# If You Can Read This You Have A Strange Mind Too



## Guest (May 8, 2009)

> > Only
> > great minds
> > can read this
> >
> > This is weird, but interesting!
> >
> >
> > fi yuo cna raed tihs, yuo hvae a sgtrane mnid too
> >
> > Cna yuo raed tihs? Olny 55 plepoe out of 100 can.
> >
> > i cdnuolt blveiee taht I cluod aulaclty uesdnatnrd waht I was
> > rdanieg. The phaonmneal pweor of the hmuan mnid, aoccdrnig to a
> > rscheearch at Cmabrigde Uinervtisy, it dseno't mtaetr in waht oerdr
> > the ltteres in a wrod are, the olny iproamtnt tihng is taht the frsit
> > and lsat ltteer be in the rghit pclae The rset can be a taotl mses
> > and you can sitll raed it whotuit a pboerlm. Tihs is bcuseae the
> > huamn mnid deos not raed ervey lteter by istlef, but the wrod as a
> > wlohe. Azanmig huh? Yaeh and I awlyas tghuhot slpeling was ipmorantt!

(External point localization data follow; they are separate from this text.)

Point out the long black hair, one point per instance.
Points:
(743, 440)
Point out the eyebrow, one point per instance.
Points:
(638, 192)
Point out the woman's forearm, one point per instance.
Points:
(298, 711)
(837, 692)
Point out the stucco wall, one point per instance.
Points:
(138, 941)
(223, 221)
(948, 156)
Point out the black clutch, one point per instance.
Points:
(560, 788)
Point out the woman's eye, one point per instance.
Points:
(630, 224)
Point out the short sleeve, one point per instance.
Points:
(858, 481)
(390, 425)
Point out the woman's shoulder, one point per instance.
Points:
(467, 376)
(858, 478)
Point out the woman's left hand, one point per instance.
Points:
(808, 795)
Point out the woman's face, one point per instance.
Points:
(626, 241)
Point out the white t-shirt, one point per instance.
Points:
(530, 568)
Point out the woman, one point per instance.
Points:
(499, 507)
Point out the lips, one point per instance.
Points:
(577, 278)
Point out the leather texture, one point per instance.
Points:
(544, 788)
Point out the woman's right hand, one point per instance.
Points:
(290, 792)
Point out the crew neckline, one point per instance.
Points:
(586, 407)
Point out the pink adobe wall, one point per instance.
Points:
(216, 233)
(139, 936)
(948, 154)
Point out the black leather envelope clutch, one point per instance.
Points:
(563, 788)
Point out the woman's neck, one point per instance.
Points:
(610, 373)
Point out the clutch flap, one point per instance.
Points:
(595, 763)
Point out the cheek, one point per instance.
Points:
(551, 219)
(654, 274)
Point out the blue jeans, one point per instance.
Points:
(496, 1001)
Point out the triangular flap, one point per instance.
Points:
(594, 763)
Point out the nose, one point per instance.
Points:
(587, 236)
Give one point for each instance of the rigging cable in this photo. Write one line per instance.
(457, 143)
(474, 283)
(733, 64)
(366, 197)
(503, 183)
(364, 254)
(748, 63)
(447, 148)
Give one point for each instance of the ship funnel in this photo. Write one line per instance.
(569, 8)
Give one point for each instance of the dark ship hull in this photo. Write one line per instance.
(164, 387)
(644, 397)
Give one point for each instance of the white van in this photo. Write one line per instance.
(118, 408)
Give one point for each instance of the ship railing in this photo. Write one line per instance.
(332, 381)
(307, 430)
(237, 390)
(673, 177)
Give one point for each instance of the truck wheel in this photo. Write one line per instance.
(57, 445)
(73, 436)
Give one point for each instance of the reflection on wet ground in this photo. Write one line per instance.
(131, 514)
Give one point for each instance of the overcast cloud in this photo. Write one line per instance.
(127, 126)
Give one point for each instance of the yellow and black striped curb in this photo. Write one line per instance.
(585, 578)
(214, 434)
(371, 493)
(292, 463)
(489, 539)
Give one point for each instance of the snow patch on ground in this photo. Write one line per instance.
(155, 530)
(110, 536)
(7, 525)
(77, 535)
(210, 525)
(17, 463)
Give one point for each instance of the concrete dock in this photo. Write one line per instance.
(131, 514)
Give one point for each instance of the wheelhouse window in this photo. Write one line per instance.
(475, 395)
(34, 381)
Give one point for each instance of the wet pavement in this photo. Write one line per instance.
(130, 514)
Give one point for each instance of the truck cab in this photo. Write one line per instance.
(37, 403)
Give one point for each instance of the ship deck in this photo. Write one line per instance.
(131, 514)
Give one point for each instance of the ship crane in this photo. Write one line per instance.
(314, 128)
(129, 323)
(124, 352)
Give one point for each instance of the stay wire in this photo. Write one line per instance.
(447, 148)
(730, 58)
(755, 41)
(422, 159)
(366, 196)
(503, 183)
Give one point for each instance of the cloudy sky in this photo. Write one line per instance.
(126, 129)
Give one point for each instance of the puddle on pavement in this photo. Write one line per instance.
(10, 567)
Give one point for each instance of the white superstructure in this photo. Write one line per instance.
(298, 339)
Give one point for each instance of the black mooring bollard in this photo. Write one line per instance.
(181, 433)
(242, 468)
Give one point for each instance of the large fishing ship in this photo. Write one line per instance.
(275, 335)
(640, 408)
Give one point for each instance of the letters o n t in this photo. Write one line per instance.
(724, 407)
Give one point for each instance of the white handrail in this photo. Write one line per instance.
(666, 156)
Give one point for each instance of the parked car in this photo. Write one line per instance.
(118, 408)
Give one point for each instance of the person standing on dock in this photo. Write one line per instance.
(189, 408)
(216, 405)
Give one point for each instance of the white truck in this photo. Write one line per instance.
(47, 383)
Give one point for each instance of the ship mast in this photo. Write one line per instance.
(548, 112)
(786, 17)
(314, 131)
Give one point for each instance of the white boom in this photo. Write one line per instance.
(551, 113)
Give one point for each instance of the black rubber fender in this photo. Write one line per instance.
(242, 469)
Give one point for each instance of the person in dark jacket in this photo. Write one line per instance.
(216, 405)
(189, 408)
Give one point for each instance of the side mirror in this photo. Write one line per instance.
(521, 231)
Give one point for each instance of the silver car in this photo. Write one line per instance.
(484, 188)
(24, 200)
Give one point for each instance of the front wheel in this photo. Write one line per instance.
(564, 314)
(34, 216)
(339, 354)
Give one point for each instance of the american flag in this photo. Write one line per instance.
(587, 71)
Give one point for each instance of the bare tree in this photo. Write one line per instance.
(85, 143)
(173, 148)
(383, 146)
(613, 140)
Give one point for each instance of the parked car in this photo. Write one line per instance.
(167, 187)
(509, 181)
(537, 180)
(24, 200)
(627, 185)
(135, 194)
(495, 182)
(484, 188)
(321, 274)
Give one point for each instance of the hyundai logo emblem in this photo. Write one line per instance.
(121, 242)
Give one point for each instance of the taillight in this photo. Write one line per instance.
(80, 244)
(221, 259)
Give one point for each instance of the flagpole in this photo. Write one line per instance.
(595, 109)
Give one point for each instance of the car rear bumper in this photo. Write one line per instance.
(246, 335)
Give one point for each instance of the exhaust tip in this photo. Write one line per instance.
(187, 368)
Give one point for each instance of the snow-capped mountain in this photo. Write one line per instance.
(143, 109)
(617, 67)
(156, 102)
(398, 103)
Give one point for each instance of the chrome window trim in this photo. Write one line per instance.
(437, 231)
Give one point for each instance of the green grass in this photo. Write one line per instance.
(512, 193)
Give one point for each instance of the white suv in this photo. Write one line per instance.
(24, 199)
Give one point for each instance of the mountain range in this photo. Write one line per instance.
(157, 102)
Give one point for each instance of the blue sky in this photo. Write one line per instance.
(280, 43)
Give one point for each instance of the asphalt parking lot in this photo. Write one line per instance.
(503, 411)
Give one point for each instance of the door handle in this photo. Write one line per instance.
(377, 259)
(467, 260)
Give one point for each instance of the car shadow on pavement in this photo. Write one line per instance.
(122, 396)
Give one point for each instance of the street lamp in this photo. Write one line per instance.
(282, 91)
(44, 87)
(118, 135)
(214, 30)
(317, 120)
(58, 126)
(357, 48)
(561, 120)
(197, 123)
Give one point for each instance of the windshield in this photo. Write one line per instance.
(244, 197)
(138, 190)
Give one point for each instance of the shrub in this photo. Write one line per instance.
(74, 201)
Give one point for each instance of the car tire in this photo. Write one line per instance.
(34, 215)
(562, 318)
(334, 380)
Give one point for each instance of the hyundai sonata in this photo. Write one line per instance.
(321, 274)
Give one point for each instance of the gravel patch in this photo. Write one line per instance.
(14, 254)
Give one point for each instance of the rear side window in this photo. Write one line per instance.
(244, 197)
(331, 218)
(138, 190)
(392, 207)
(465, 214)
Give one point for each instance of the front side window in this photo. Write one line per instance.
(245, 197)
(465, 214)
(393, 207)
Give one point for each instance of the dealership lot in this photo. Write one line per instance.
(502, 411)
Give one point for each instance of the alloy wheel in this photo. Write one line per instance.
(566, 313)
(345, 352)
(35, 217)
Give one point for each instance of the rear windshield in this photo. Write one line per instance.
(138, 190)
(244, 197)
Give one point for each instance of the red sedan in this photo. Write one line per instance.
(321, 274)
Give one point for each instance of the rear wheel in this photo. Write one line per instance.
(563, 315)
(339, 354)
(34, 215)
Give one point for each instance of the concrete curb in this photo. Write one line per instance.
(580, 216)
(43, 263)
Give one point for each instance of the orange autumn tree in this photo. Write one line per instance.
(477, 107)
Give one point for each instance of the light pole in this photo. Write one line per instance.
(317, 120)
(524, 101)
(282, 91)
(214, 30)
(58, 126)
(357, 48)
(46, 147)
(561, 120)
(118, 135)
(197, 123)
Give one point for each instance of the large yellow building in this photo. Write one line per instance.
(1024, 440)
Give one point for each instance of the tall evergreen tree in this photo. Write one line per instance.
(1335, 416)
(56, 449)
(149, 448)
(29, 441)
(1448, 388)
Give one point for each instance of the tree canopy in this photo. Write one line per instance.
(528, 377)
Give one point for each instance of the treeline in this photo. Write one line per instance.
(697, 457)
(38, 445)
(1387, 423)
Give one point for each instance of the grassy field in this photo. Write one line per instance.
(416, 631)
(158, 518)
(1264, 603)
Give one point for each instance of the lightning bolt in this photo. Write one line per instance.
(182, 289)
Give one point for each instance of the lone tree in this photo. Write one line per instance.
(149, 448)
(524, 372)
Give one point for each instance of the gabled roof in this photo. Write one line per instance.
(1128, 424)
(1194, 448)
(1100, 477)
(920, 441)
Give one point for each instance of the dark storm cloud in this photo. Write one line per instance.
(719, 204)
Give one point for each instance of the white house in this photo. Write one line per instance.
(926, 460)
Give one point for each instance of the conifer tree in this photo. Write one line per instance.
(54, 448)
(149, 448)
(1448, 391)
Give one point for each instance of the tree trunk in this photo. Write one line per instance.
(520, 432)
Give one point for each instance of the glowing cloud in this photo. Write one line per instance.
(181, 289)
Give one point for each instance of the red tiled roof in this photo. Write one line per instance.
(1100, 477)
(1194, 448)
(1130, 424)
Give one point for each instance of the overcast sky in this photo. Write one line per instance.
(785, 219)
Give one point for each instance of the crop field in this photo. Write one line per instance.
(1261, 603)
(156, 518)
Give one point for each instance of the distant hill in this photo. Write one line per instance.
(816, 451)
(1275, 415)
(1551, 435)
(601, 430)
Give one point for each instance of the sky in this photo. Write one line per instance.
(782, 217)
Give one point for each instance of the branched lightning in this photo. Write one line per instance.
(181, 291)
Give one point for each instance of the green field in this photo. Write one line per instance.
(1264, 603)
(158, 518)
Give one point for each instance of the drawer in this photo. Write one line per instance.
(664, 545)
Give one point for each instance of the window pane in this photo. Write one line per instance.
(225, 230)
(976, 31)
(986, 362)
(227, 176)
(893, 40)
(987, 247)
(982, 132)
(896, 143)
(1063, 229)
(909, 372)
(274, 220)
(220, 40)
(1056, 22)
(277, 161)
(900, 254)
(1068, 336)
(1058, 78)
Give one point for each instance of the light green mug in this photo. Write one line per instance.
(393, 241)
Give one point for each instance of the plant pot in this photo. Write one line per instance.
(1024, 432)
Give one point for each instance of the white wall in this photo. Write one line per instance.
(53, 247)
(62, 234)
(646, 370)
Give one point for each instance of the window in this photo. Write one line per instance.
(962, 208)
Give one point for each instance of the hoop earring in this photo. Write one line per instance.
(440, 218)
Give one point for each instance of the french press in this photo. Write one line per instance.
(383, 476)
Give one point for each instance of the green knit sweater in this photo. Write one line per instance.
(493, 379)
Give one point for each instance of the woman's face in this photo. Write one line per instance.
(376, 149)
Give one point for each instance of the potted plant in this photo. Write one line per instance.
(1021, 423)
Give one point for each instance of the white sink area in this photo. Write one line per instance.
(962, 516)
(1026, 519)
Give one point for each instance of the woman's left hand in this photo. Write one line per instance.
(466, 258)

I have a strange mind apparently , I think my DH has known that for years . 

Kitn


----------



## Guest (May 8, 2009)

Pretty much anyone who speaks English natively (and can read) can read that.  The 55 out of 100 thing is BS  

*Bursts bubbles*


----------



## rupertspal42 (May 8, 2009)

so true dan.. *doing lil lad dance*


----------



## vivcarm (May 8, 2009)

Oh and here I was thinking I was strange! Well I know that anyway


----------



## Tabitha (May 8, 2009)

Since approx 22% of  adult American adults function at or below literacy level 1 (the lowest). 47 million American adults are functionally illiterate.
 I have no doubt 45% can't read scrambled words.


----------



## heyjude (May 8, 2009)

That is so weird. There were only two words which confused me.   Why is it that  I can read this, but am not able to speak pig latin?  :? 

Jude


----------



## Tabitha (May 8, 2009)

I had to read taotl  a couple of times before I got it  .


----------



## rupertspal42 (May 9, 2009)

heh it happens to the best of us


----------



## dagmar88 (May 9, 2009)

Hi,
I'm most definatly not a native speaker, my English is not good and I'm even worse at writing, as I have a mild form of dyslexia. Have to look up a lot of longer words, even in my own language. But... I could read that easily  Odd


----------



## rupertspal42 (May 9, 2009)

GO DAG!!    :wink:


----------



## Guest (May 9, 2009)

dagmar88 said:
			
		

> Hi,
> I'm most definatly not a native speaker, my English is not good and I'm even worse at writing, as I have a mild form of dyslexia. Have to look up a lot of longer words, even in my own language. But... I could read that easily  Odd



Good for you !! 
A few words made me go huh.

Kitn


----------